175 Flinders Ln Melbourne, VIC 3000
|Opening hours||Daily 11am-late|
|Features||Bar, Accepts bookings|
|Prices||Expensive (mains over $40)|
|Payments||eftpos, AMEX, Cash, Visa, Mastercard|
|Phone||03 9671 4888|
There's a paradox at the heart of Kisume's chef's table. The luxurious 12-seat communal dining counter is on the top level of the multi-zoned Japanese eatery owned by restaurant ringmaster Chris Lucas (Chin Chin, Hawker Hall).
On the one hand, there are very few places in Melbourne that so deeply revere Japanese dining culture. And yet you would not, could not, will never find a restaurant quite like this in Japan – it's actually as Melbourne as avoiding PSOs on the 96 tram.

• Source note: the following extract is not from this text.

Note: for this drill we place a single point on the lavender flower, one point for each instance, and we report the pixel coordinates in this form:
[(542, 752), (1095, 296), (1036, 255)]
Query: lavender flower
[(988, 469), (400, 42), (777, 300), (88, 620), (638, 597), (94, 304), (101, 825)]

Let's look first at what is Japanese, your $195 ticket to Tokyo, if you will. There is just one offering, a 19-course omakase (chef's selection) that is a progression of (mostly) sushi dishes. They're conceived by Shinya Nakano, a Kyoto-trained sushi chef who spent eight years at Melbourne's Nobu before joining Kisume 18 months ago.
Nakano's awe-inspiring knifework, his reverent attitude to rice, seafood and wagyu beef, his deft application of heat, whether by blowtorch or hot charcoal, the contiguity of modesty and mastery, all this is very Japanese.
But you're long-hauled back to marvellous Melbourne by other aspects of the experience. The sushi dishes showcase sublime seafood and rice but from Australian and New Zealand waters and most morsels are far from traditional.
Oysters bathed in champagne sabayon (a foamed sauce of egg yolk and wine) are a French classic. Here the champagne is subbed for premium sake while yuzu, a Japanese citrus, brings spark. A good oyster is already transporting; this is warp speed.
Calamari – scored so finely it looks pleated – is seared and served over rice with a dab of housemade XO sauce, a Hong-Kong-style dried seafood condiment.
Tasmanian bluefin tuna is in season now and toro – the fatty belly – is aged five days to intensify the flavour. Radically, Nakano serves a 'double toro' nigiri, with a raw slice of tuna belly laid over rice, and another torched slice laid crosswise over that. On top is a tiny mound of shibazuke, a famous eggplant and shiso pickle from Ohara, outside Kyoto, crowned with a teeny pile of caviar. The flavour balance is exceptional: the salty funk of the pickle, clean pop of the caviar, the light char and raw smoothness of the fish.
There's harmony and skill but also a wildness. If we see sushi chefs as an intense, formal symphony orchestra, this dish is as though a first violinist suddenly ripped free of his tux, picked up an electric guitar and strutted shirtless through a thrilling solo. All the technique is there, all the classical underpinnings, but the expression is untrammelled and free.
Creativity also shines through in the astonishing vessels: asymmetrical, architectural, almost as exciting as the food. Even the structure of the meal is unusual, with diners eating in sessions, as though they had tickets to a performance – and they do.
The drinks matches pluck from Kisume's adjacent Chablis bar, as well as a lovably rogue sake list.
Desserts are brilliant; rice ice-cream is cloaked in green apple 'snow' and sits on a sweet, crunchy porridge of fried buckwheat sluiced with miso caramel.
Authenticity is a furphy. Kisume instead poses this question: what, actually, is the point of recreating one place in another? Surely Australia's culinary energy comes in large part from contextual rethinks. This culinary highwire act uses a deep respect for tradition to broaden what's possible with Australian produce in a Melbourne setting. The results are exhilarating.